Recently, Dean Wayne Vaught of the
College of Arts and Sciences was interviewed by the school’s
newspaper, in which it was stated that in order to save on costs,
full-time faculty would be replaced as they retired with adjuncts.
The Dean claimed he was misquoted, and that adjuncts were a
short-term fix for a temporary problem. He added, in a meeting with
students on April 24th, that adjuncts provided specialized
knowledge and bring a lot to the university.
Adjuncts are instructors who are
part-time workers. Salaries are typically between $2000 and $3000 per
class, they receive no office space, teach anywhere from four to six
classes a semester at multiple universities, have very little time to
meet with students, and at the end of the day rely on food stamps and
other forms of public assistance to make ends meet. It is hard to
picture this move as anything other than sacrificing education in the
name of reducing costs.
At the University of Missouri-Kansas
City, administrative salaries have been on the rise while faculty and
GTA salaries remain stagnant. The provost has said that this is to
benchmark salaries to the market so that these people do not leave.
But what about the professors who make well below market-value, yet
continue to show up to teach their students? Are they unimportant to
the administration?
In the meantime, class sizes continue
to grow. UMKC is pushing for a 14-1 student-faculty ratio, but anyone
who has taken classes in Philosophy, Ethics, Psychology, and more can
attest to the fact that this ratio is a bold-faced lie. MA classes in
Economics, for example, have over 50 students. Is this what UMKC
means when they advertise small classes?
The purpose of higher learning in
America and the rest of the world is to foster young minds and give
them guidance as they make their way through life; it is designed to
give those who may have had trouble in their youth a second chance;
it is focused on giving all who enter its doors an education – on
teaching them the tools and skills they will need for success.
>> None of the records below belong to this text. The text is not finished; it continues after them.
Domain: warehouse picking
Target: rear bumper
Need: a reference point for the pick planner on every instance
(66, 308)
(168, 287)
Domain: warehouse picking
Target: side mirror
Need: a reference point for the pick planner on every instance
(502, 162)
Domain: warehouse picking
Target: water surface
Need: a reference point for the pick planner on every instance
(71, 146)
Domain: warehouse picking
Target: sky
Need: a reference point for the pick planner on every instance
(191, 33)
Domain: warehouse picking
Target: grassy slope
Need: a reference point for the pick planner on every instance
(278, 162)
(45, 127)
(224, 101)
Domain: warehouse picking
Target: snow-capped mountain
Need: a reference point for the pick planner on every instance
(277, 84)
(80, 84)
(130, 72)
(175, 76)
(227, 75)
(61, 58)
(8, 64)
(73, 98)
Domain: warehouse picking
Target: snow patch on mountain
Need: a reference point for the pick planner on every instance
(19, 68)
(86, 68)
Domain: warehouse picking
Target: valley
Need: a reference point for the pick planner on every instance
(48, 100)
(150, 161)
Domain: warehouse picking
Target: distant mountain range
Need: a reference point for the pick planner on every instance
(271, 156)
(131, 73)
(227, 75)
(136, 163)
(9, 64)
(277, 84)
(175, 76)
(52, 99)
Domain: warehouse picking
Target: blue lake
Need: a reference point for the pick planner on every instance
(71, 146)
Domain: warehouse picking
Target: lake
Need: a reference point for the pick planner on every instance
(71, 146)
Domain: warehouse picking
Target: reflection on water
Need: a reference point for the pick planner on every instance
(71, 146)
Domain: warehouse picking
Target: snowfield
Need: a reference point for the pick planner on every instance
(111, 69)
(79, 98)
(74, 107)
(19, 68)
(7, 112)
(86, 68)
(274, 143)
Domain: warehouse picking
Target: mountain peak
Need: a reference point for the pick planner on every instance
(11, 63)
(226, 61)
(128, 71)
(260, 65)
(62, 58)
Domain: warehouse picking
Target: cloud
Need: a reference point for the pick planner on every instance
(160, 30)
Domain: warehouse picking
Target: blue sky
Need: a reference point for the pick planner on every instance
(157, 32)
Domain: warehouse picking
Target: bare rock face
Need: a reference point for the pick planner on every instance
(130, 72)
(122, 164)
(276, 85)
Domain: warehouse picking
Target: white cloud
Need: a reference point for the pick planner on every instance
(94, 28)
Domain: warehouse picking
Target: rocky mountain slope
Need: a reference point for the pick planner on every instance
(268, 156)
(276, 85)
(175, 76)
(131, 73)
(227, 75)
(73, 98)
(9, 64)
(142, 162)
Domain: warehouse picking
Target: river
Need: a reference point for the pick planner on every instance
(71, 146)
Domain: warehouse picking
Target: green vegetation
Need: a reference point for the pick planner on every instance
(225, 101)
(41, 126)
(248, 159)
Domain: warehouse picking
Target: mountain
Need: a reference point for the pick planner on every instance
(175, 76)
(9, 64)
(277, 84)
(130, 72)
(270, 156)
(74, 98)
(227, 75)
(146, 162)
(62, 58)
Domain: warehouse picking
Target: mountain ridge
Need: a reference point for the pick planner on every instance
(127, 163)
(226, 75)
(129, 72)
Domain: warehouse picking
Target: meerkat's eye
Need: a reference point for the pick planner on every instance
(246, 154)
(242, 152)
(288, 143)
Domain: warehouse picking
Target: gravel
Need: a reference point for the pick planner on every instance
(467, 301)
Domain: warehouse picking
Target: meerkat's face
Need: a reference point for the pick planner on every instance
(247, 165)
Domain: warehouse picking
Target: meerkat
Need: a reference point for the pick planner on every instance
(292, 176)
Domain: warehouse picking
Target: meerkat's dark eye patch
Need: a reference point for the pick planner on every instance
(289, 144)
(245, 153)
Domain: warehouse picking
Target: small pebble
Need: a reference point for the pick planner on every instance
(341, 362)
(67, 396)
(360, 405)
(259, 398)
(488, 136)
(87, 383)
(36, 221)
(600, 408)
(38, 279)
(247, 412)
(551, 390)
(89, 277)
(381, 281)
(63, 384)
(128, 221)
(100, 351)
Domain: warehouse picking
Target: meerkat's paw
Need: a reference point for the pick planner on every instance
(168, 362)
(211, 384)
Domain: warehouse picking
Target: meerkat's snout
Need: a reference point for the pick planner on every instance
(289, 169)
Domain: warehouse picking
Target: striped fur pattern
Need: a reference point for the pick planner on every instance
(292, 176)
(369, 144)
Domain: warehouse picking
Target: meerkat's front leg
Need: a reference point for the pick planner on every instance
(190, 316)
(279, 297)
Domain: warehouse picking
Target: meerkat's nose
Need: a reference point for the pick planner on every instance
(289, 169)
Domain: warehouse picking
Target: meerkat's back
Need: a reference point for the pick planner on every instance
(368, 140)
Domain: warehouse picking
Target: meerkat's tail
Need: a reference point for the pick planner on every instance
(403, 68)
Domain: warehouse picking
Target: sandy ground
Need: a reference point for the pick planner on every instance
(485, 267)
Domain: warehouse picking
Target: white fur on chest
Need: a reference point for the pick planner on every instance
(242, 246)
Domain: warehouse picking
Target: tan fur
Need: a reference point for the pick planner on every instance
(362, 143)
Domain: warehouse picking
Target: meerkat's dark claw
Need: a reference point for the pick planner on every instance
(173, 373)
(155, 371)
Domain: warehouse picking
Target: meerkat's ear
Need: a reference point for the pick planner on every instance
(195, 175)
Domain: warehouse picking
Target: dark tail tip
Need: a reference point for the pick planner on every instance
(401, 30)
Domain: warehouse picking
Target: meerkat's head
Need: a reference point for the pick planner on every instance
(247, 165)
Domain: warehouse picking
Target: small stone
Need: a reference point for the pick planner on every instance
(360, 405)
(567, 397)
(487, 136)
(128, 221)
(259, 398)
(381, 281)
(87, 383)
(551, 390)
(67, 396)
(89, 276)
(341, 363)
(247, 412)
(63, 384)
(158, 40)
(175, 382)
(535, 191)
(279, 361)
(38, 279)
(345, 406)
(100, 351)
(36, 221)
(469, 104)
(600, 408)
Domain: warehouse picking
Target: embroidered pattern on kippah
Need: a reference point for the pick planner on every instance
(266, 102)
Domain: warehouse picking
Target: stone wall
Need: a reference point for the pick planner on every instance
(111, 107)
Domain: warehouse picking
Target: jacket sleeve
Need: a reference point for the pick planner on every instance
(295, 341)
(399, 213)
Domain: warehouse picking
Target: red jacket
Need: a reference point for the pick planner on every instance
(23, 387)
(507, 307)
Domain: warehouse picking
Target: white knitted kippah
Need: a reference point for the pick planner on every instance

It
requires, most importantly, those who wish to learn, a nurturing
faculty who care about teaching, and the resources so that knowledge
may be passed from teacher to student.
The threat to higher learning is an
administration that does not recognize these goals – an
administration who sees students not as people wishing to learn, but as
walking dollar signs. It is because of them that faculty remain
underpaid, that students are forced into classes with hundreds of
other people, and that cuts are continually made to college and
university budgets. Business values are the bane of higher education;
they create perverse incentives in which administrators are paid not
based on the quality of education they help provide, but on the quantity
of dollars they bring in. When business values dominate higher
learning, it is the students who ultimately suffer.
If you are in favor of small classes,
professors who have the ability and resources to best teach, and
better education in general, you are not alone! Together, we CAN, and
we WILL be heard! We are UMKC Students For Education!